There are two ways to solve this. One way is that you could change the second function argument’s type to be struct node**
, i.e., a pointer to the pointer. That could work, but it can get kind of messy and difficult dealing with a pointer to a pointer in our code.
Instead, we can use the return value from the function, as a way of passing the pointer to the newly-created node back to the place where this function was called, like so:
// correct version: returns a pointer to the new list
struct node* add2front(int val, struct node* oldlist) {
struct node* temp = calloc(1, sizeof(struct node));
temp->data = val;
temp->next = oldlist;
return temp;
}
Now in your program you have to use this return value! Typically, if you have your linked list defined as
struct node* LIST;
inside main
, then you would write
LIST = add2front(3, LIST);
to add a new node with value 3 to the front of LIST
. Notice that the pointer variable LIST
shows up in two places in that line of code - once as the argument to the function (the “old list”), and once as the left hand side getting the new front of the list assigned to it. This is a very common pattern in functions that manipulate linked lists, so learn to love it!
Armed with thie add2front
function, the very tedious example above of making a linked list with 4 numbers can be done much, much more simply:
struct node* LIST = NULL;
LIST = add2front(4, LIST);
LIST = add2front(53, LIST);
LIST = add2front(42, LIST);
LIST = add2front(87, LIST);
Which results in the following picture:
Notice: we added the elements to the list in reverse order from how they ended up! Since we are always adding to the front of the list, the last thing we add has to be the first thing in the list.
3 Linked lists with loops
So far we can add things to a linked list one at a time and access linked list elements one at a time. To make useful programs, we want to be able to do this many, many times depending on how long the list is. At first, we’ll look at some examples of doing this with loops. Later we’ll see how to do all the same tasks using recursion instead, which can be much easier in many cases.
3.1 Traversing a list
We’ll start things off by looking at the simplest of programs: read and store ints in a linked list, then print the values stored in a list.

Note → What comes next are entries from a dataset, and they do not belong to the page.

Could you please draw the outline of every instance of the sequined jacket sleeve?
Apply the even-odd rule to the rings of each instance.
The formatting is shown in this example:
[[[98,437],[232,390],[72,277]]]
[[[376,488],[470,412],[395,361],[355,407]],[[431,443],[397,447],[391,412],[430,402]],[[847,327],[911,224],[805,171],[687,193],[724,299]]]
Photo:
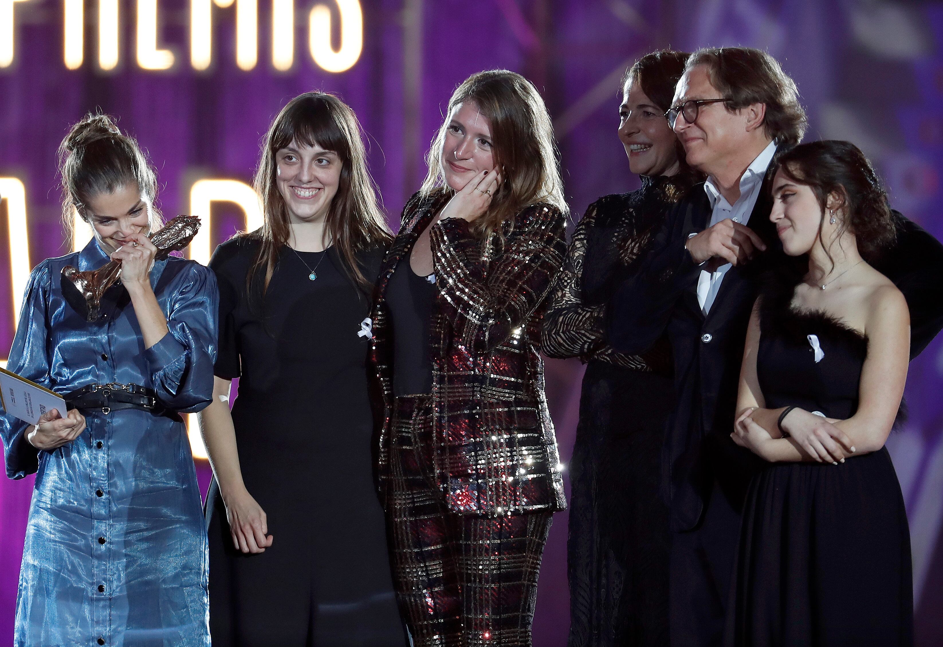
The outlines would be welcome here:
[[[144,351],[144,359],[157,399],[168,409],[193,412],[213,397],[220,297],[210,269],[196,262],[171,262],[188,267],[168,301],[169,332]]]
[[[47,306],[50,287],[48,262],[33,269],[23,299],[20,321],[9,349],[7,370],[50,388],[47,335]],[[59,412],[64,415],[65,412]],[[7,476],[23,478],[39,468],[39,450],[24,436],[28,425],[4,413],[0,416],[0,436],[7,461]]]
[[[566,255],[566,219],[549,204],[534,204],[505,229],[503,251],[488,263],[469,223],[433,225],[431,243],[443,315],[459,343],[492,349],[528,322],[550,292]]]

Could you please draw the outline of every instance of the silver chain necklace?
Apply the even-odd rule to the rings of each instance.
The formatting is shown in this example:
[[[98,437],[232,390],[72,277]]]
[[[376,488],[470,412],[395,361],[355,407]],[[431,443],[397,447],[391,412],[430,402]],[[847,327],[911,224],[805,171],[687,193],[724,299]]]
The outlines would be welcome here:
[[[295,256],[298,257],[298,260],[301,261],[305,265],[306,267],[307,267],[307,271],[309,272],[309,274],[307,275],[307,280],[308,281],[314,281],[315,279],[317,279],[318,278],[318,273],[315,270],[318,268],[318,267],[321,265],[321,262],[323,261],[324,257],[327,255],[327,249],[325,248],[321,252],[321,258],[319,258],[318,262],[314,264],[314,267],[313,268],[311,267],[311,266],[309,266],[307,263],[305,262],[305,259],[301,257],[300,253],[298,253],[298,250],[294,249],[290,245],[289,245],[289,249],[291,250],[292,251],[294,251],[295,252]]]
[[[864,263],[864,262],[865,262],[865,259],[861,259],[860,261],[858,261],[857,263],[855,263],[854,265],[852,265],[852,266],[851,267],[849,267],[849,268],[848,268],[848,269],[846,269],[846,270],[845,270],[844,272],[842,272],[842,273],[841,273],[841,274],[839,274],[838,276],[835,277],[834,279],[832,279],[832,280],[831,280],[831,281],[829,281],[828,283],[822,283],[821,285],[819,285],[819,289],[820,289],[820,290],[824,290],[824,289],[825,289],[826,287],[828,287],[829,285],[831,285],[832,283],[835,283],[835,281],[837,281],[837,280],[838,280],[838,279],[840,279],[841,277],[845,276],[845,274],[846,274],[847,272],[850,272],[850,271],[852,271],[852,269],[854,269],[855,267],[858,267],[859,265],[861,265],[861,264],[862,264],[862,263]],[[816,284],[818,285],[818,283],[816,283]]]

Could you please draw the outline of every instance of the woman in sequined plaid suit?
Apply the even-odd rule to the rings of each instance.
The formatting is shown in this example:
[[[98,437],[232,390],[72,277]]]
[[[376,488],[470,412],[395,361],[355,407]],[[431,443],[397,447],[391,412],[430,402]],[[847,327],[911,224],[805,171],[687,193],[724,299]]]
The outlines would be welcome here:
[[[550,118],[520,74],[449,102],[374,293],[380,497],[414,644],[530,645],[565,499],[538,354],[566,254]]]

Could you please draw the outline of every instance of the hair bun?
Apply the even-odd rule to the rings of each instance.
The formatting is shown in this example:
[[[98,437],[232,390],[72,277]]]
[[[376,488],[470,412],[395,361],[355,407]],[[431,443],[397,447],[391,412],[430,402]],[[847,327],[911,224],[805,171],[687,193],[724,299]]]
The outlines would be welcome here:
[[[74,125],[62,142],[62,148],[69,153],[99,139],[121,137],[121,130],[114,120],[108,115],[89,113]]]

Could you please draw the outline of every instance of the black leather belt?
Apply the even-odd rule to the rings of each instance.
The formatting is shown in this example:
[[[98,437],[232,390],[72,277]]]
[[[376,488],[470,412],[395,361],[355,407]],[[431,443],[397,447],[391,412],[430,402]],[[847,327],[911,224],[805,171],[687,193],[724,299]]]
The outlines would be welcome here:
[[[123,409],[141,409],[157,415],[167,412],[154,389],[139,384],[89,384],[67,393],[63,399],[69,409],[100,409],[103,413]]]

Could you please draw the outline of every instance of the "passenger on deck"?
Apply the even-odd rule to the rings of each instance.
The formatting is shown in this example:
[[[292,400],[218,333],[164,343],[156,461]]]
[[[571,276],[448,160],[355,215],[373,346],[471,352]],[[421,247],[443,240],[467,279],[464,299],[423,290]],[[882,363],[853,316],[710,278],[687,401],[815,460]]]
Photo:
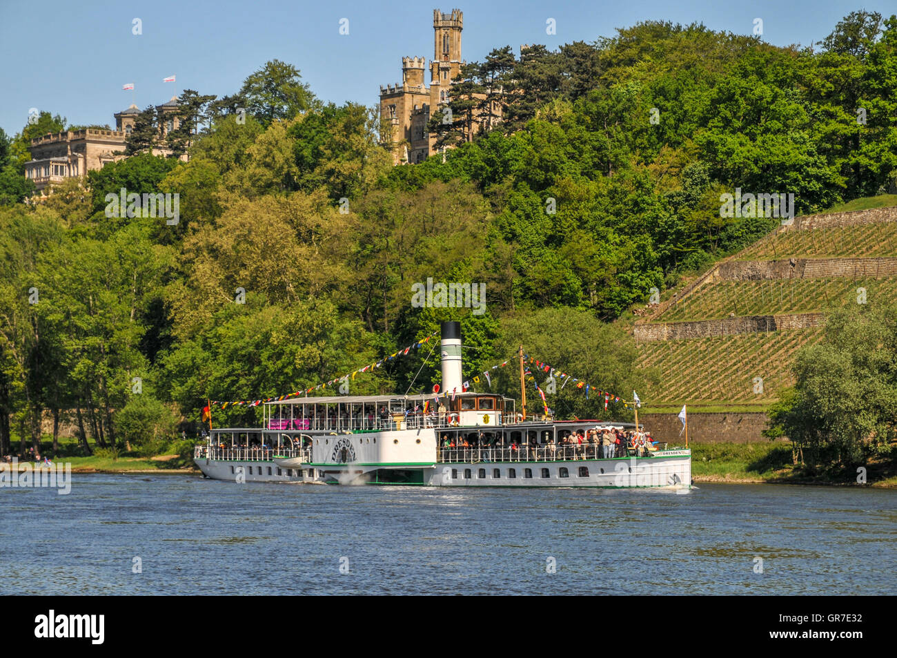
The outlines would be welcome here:
[[[606,443],[604,443],[605,459],[612,460],[614,457],[614,452],[616,452],[616,437],[611,433],[610,430],[607,430],[607,432],[605,433],[605,437],[607,440]]]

Printing a list, and indeed most things you do with a linked list, involves traversing a list – which means visiting each node in the list, in order. Doing this iteratively means using a temporary pointer that points to the first node originally, then moves to point to the second node in the list, then moves to point to the third, and so on.
struct node* cur = L;
while(cur != NULL) {
// do whatever you have to do
cur = cur->next;
}
The last line of the while-loop body, cur = cur->next;
is what moves us from one node to the next.

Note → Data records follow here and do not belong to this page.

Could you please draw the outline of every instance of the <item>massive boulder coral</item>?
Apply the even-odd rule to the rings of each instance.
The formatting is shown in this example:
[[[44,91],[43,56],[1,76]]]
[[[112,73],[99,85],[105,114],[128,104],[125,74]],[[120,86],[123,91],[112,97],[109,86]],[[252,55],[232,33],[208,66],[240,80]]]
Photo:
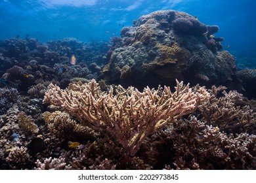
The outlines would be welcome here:
[[[175,92],[169,87],[142,92],[119,86],[114,91],[102,92],[92,80],[88,84],[73,83],[65,90],[49,85],[44,103],[60,106],[83,125],[95,130],[106,130],[134,156],[146,137],[194,111],[205,103],[209,93],[203,88],[192,90],[178,82]]]
[[[142,89],[174,84],[175,79],[238,90],[234,58],[222,50],[206,25],[182,12],[160,10],[140,16],[121,31],[121,46],[112,53],[100,78]],[[238,84],[239,85],[239,84]]]

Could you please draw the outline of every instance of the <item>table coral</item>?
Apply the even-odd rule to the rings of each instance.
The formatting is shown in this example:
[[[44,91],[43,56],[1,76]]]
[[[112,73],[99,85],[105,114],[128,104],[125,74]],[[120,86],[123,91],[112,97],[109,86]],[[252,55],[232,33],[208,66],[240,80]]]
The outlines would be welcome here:
[[[53,84],[45,93],[44,103],[60,106],[81,122],[88,122],[95,129],[106,129],[134,156],[144,139],[179,117],[204,103],[209,94],[203,88],[195,91],[178,82],[172,93],[169,87],[143,92],[121,86],[108,93],[101,92],[95,80],[85,84],[73,84],[72,90],[61,90]]]

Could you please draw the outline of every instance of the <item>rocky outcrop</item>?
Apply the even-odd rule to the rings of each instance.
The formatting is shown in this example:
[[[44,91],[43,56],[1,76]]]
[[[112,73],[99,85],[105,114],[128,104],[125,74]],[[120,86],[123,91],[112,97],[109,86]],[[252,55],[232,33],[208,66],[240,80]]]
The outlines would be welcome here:
[[[112,52],[100,78],[140,88],[174,84],[175,79],[240,88],[234,58],[223,50],[223,39],[213,35],[218,31],[182,12],[142,16],[121,31],[121,46]]]

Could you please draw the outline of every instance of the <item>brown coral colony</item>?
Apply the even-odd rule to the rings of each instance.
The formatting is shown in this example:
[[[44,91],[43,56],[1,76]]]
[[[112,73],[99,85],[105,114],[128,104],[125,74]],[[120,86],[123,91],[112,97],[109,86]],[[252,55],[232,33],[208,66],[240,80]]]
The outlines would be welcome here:
[[[110,47],[0,42],[0,169],[255,169],[256,72],[219,29],[160,10]]]

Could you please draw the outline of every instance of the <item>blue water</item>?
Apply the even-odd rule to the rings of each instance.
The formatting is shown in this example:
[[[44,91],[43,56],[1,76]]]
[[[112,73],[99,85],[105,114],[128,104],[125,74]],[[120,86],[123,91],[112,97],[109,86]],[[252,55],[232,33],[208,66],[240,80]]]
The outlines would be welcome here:
[[[218,25],[217,36],[230,46],[225,49],[255,61],[255,0],[0,0],[0,40],[28,34],[43,42],[65,37],[109,41],[140,16],[167,9]]]

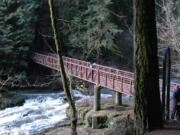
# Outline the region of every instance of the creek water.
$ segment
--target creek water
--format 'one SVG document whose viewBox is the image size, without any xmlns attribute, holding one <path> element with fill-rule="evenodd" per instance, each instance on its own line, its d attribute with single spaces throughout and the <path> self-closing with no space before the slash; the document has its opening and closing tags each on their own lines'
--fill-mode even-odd
<svg viewBox="0 0 180 135">
<path fill-rule="evenodd" d="M 19 95 L 18 95 L 19 96 Z M 0 111 L 0 135 L 34 135 L 54 127 L 66 118 L 64 92 L 25 93 L 26 100 L 22 106 L 6 108 Z M 76 102 L 90 98 L 79 91 L 74 91 Z M 101 94 L 102 98 L 112 96 Z"/>
</svg>

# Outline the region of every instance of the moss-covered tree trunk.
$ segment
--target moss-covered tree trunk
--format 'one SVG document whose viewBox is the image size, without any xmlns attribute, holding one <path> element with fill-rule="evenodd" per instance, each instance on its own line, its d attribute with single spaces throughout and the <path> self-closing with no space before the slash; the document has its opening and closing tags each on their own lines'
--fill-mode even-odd
<svg viewBox="0 0 180 135">
<path fill-rule="evenodd" d="M 64 69 L 63 59 L 62 59 L 62 49 L 58 40 L 58 34 L 57 29 L 55 25 L 55 18 L 54 18 L 54 12 L 53 12 L 53 6 L 52 6 L 52 0 L 48 0 L 49 2 L 49 8 L 50 8 L 50 17 L 51 17 L 51 25 L 54 32 L 54 40 L 56 45 L 56 51 L 58 54 L 58 65 L 61 71 L 61 79 L 63 83 L 64 92 L 66 95 L 66 98 L 68 100 L 70 109 L 71 109 L 71 135 L 77 135 L 76 131 L 76 125 L 77 125 L 77 117 L 76 117 L 76 107 L 75 103 L 72 99 L 72 93 L 70 92 L 70 88 L 68 87 L 68 80 Z"/>
<path fill-rule="evenodd" d="M 134 0 L 135 132 L 162 126 L 154 0 Z"/>
</svg>

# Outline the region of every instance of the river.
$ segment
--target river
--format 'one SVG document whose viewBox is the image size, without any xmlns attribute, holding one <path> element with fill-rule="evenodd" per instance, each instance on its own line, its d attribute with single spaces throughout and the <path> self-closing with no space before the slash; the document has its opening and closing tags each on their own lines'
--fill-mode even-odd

Here’s a complete example to rad and print a linked list full of ints:
#include <stdio.h>
#include <stdlib.h>
struct node {
int data;
struct node* next;
};
struct node* add2front(int val, struct node* oldlist);
int main() {
// create an empty list
struct node* L = NULL;
// read numbers into the list until -1 is entered
printf("Enter numbers ending with -1:\n");
int x;
while (scanf(" %i", &x) == 1 && x != -1) {
L = add2front(x, L);
}
// print the list
printf("Here's your list:\n");
struct node* temp = L;
while (temp != NULL) {
printf("%i\n", temp->data);
temp = temp->next;
}
return 0;
}
struct node* add2front(int val, struct node* oldlist) {
struct node* temp = calloc(1, sizeof(struct node));
temp->data = val;
temp->next = oldlist;
return temp;
}
In fact, that last while
loop can be written even more compactly and nicely using for
:
for (struct node* cur = L; cur; cur = cur->next) {
printf("%i\n", cur->data);
}
Besides the for
syntax itself, I also used the fact that in C anything that is not 0 is considered “true”. Since a NULL
pointer is equal to 0, the condition cur != NULL
can be written more succinctly as just cur
.
3.2 A typical linked list problem - compute the length
Here’s a typical example of a linked list problem: Write a function that determines the length of a linked list - i.e. the number of nodes. The prototype of our function should look like this:
int length(struct note*);
It returns an int
because, of course, the length of a list is an integer. It takes a pointer to a struct node
, because we manipulate lists by manipulating pointers, just like with arrays.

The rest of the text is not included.